For perspective, he says they plant 99% of all their cuttings now using the robots. They used to have a 15-person sticking line. “One really good person can do 400 cuttings in an hour, and one robot — and we have two of them — can do about 2,200 cuttings per hour. So, it was a very quick payoff.
Aaron says being automated is very important for their business model. Labor is rare and hard to find, and there is often turnover in greenhouse work. “It is a very physical job with lots of repetitive movement, so it can be difficult to find people who enjoy that type of work.
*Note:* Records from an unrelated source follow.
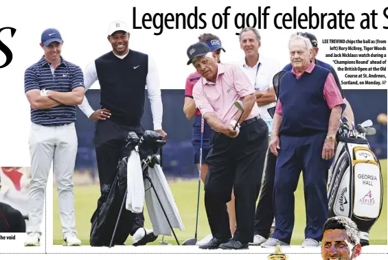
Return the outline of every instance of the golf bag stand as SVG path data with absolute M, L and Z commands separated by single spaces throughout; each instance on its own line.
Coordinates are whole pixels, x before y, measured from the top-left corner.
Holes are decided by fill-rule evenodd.
M 132 152 L 139 141 L 139 137 L 134 132 L 130 132 L 126 141 L 128 152 Z M 112 243 L 124 245 L 130 234 L 136 214 L 122 210 L 123 200 L 125 201 L 126 198 L 127 161 L 127 157 L 124 157 L 119 162 L 109 193 L 102 196 L 98 200 L 97 209 L 91 220 L 91 246 L 112 246 Z M 117 214 L 119 214 L 119 218 L 123 220 L 119 223 L 116 221 Z M 115 233 L 115 239 L 111 239 L 115 230 L 118 231 Z
M 128 134 L 128 137 L 130 135 L 133 135 L 135 134 L 133 132 L 130 132 Z M 161 154 L 162 154 L 161 152 L 161 147 L 166 144 L 166 141 L 162 140 L 162 137 L 158 133 L 153 132 L 153 131 L 149 131 L 147 130 L 144 132 L 144 134 L 143 135 L 143 137 L 141 137 L 139 142 L 139 153 L 140 155 L 140 158 L 142 159 L 141 160 L 141 169 L 143 171 L 143 178 L 144 179 L 147 179 L 148 180 L 148 182 L 150 182 L 150 185 L 151 186 L 151 188 L 153 189 L 157 198 L 159 201 L 159 203 L 161 206 L 161 208 L 164 213 L 164 215 L 166 218 L 167 222 L 168 222 L 168 224 L 170 226 L 170 228 L 171 229 L 171 231 L 172 231 L 172 233 L 174 234 L 174 237 L 175 237 L 175 239 L 176 241 L 176 243 L 178 244 L 178 245 L 179 245 L 179 241 L 176 237 L 176 235 L 175 235 L 175 232 L 174 231 L 174 229 L 172 228 L 172 226 L 171 225 L 171 223 L 170 222 L 170 220 L 168 219 L 168 217 L 167 216 L 167 214 L 166 213 L 166 211 L 163 206 L 163 204 L 160 200 L 160 198 L 155 190 L 155 186 L 152 183 L 152 181 L 151 180 L 151 178 L 150 178 L 149 175 L 148 175 L 148 167 L 150 167 L 151 168 L 153 168 L 155 165 L 155 164 L 158 164 L 158 165 L 161 165 L 161 156 L 159 154 L 157 154 L 157 152 L 158 150 L 160 150 L 160 153 Z M 128 162 L 128 158 L 124 158 L 123 159 L 123 161 L 126 161 L 125 163 L 125 172 L 126 173 L 126 167 L 128 167 L 127 165 L 127 162 Z M 126 200 L 126 196 L 127 196 L 127 193 L 128 193 L 128 187 L 126 188 L 126 192 L 125 192 L 125 195 L 123 197 L 123 200 L 121 204 L 121 207 L 120 207 L 120 210 L 119 210 L 119 214 L 117 217 L 117 221 L 116 221 L 116 224 L 115 226 L 115 228 L 113 231 L 113 234 L 112 235 L 112 238 L 111 240 L 111 243 L 109 245 L 109 247 L 111 247 L 113 245 L 113 241 L 115 239 L 115 235 L 116 235 L 116 232 L 117 230 L 117 226 L 119 225 L 119 220 L 122 217 L 122 212 L 123 212 L 123 209 L 125 206 L 125 202 Z M 127 212 L 130 212 L 128 210 L 125 209 L 124 211 L 127 211 Z M 134 213 L 133 213 L 134 214 Z
M 329 172 L 329 217 L 350 217 L 357 224 L 362 246 L 383 206 L 380 162 L 365 138 L 337 135 L 337 147 Z

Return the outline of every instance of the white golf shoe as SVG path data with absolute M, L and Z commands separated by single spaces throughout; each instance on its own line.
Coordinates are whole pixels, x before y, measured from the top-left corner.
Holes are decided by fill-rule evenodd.
M 266 241 L 266 239 L 260 235 L 255 235 L 253 237 L 253 243 L 249 243 L 251 246 L 260 246 Z
M 68 246 L 81 246 L 81 240 L 78 239 L 76 233 L 73 232 L 65 234 L 63 240 L 65 240 Z
M 306 238 L 301 245 L 302 248 L 315 248 L 317 246 L 319 246 L 319 242 L 311 238 Z
M 41 246 L 41 235 L 38 233 L 33 232 L 27 236 L 24 241 L 24 246 Z
M 207 244 L 212 239 L 213 239 L 213 235 L 212 235 L 212 234 L 207 235 L 206 237 L 203 238 L 202 240 L 196 242 L 196 246 L 203 246 L 205 244 Z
Lots of people enjoy plants but working in a greenhouse is very different.”
Keeping up with trends
As houseplants continue to rise in popularity at the consumer level, Dutch Heritage Gardens has definitely taken notice and plans to create their own niche in the market segment.
“I know it’s a trend that’s been building up steam, and King Soopers came to us and said this was something they wanted to do as well,” says Aaron. “And because of our propagation zones with the fogging systems, it’s something that we can now tackle.”
In the last year, he says they have brought in 200 different kinds of tropical foliage plants and have planted them in various sizes to monitor how they grow. “I think we have identified 30 to 40 varieties that we want to roll out next year.”
The goal is to roll out the program in 2022, where they will be able to supply stores consistently. Beyond that, the goal is to offer up truly unique and different varieties. “I don’t want to grow anything that you can get from Florida. They fill a need. For us, we want to grow unique, or rare, items that may not ship as well.”
And Rozalia, he says, is probably the most excited of all to take on this new endeavor. She is a houseplant lover as well, and has turned their home into a trial garden. “I’ve got 150 houseplants in my home right now!”